Fred opened the envelope and unfolded the one piece of paper:
Dear Mr. Baker,
The City of Toronto is pleased to inform you that your submission for a stained glass window in the council chambers has been accepted. The architectural design board has requested two more designs from you to consider for the corridor leading to the chambers. Their request is that the three windows form a complementary set. Let us know as soon as possible if you are interested in our proposal. Specific measurements will follow. Please find financial details below.
The man beside Fred, a muscular die caster from the ruined foundry, slapped him on the back. “Good on you!”
The rest broke into scattered applause.
“Congratulations,” Lismer said, then winking at the group, “The City already let me know that Fred had the commission.” Lismer turned serious. “I hope you will all take Mr. Baker’s success personally
. Each of you is part of something greater than your own work here. You’re living proof that art is not the exclusive right of a privileged few. It should infuse all of our lives and all of the objects we live with. These principles of design you are learning are the foundation of all the arts.”
A middle-aged man, trailing sawdust, burst through the door.
“Sorry, Mr. Lismer.” He hurried to his bench at the back of the room.
A set of crutches leaning against the stool beside him clattered to the floor.
Fred folded the letter back into the envelope and slipped it into his pocket, fingers shaking. They were going to pay him twelve dollars for the first design and ten more for each of the other two. He took a deep breath, picked up his pencil, and began to draw.

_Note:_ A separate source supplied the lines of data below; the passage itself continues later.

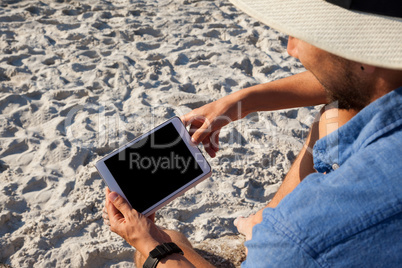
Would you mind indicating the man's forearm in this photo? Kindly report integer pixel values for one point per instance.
(295, 91)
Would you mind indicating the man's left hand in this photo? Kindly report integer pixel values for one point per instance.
(138, 230)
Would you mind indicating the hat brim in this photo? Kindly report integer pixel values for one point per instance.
(357, 36)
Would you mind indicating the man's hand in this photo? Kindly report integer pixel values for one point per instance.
(135, 228)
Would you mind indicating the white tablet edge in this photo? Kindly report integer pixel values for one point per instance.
(195, 151)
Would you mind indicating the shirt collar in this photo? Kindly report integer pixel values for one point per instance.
(375, 120)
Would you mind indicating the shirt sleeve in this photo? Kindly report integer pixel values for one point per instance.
(273, 245)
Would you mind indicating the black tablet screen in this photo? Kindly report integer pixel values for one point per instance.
(153, 167)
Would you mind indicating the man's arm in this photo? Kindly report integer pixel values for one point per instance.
(295, 91)
(298, 90)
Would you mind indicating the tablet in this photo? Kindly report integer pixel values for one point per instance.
(155, 168)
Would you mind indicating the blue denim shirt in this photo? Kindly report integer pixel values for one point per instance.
(347, 217)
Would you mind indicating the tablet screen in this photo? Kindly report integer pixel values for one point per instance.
(154, 167)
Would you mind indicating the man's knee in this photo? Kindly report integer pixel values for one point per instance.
(332, 118)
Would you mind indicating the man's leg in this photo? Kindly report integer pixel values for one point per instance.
(329, 120)
(185, 245)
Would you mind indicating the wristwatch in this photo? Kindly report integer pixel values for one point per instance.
(161, 252)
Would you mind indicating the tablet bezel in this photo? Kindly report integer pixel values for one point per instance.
(194, 150)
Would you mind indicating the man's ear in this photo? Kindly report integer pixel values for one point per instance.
(368, 69)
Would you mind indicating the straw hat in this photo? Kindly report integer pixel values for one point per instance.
(356, 34)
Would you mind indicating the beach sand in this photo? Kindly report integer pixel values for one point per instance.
(80, 78)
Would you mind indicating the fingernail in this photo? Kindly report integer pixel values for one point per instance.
(113, 196)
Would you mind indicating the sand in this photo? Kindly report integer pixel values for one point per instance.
(80, 78)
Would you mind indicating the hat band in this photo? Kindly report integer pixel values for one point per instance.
(391, 8)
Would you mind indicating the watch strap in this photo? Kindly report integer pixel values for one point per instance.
(161, 252)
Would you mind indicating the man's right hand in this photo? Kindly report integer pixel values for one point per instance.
(206, 122)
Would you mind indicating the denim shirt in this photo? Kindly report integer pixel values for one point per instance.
(349, 213)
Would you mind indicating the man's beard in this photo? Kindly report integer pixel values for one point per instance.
(346, 88)
(348, 94)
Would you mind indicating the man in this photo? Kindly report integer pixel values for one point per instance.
(341, 202)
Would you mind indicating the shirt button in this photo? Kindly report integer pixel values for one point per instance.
(335, 166)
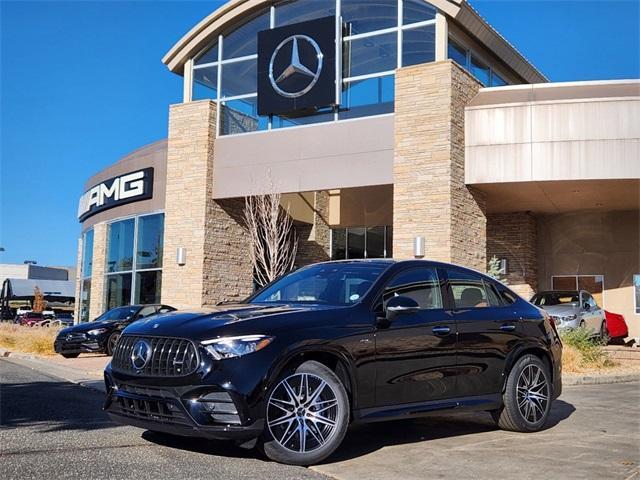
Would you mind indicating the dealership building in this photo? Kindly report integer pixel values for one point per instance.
(389, 127)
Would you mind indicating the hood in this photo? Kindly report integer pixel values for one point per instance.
(561, 310)
(85, 327)
(227, 320)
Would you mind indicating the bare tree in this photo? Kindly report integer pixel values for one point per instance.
(273, 239)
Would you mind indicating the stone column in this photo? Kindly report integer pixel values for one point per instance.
(96, 302)
(513, 236)
(314, 241)
(217, 263)
(76, 306)
(430, 198)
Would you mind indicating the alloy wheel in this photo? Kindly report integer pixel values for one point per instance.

THE SMELL OF SOUP POTS and fried meat drifted from open windows. All the schools and most businesses had reopened. The streets were quiet other than the sound of hammers still ringing up from Richmond, where housing was being built on the ground cleared by the explosion. Every day brought less evidence of wreckage, collapsed buildings cleared, the last bodies found and reburied. The city was ushering the injured, the lost and confused, the orphaned and grieving back into its private rooms.
The young soldier at the gate of the citadel took Fred’s identification papers and studied them with the officiousness of someone who has little formal power, handing them back to him nonchalantly. He pointed him to a nearby building.
The sign taped to the frosted glass of the door on the second floor said Office of Registry, Foreign Citizens.
A middle-aged man in a military uniform sat behind an oak desk. There were two chairs occupied by women, one with a child on her lap. Four other men stood with listless patience, their jackets slung over their arms.
The soldier looked up as Fred approached with his papers. The older man glanced at them without reading them. “You’ll have to wait your turn.”
The soldier was a reserve, someone too old to go to France. He looked rested and well-fed. His uniform was impeccable. Probably his wife kept it brushed and sewed the buttons on.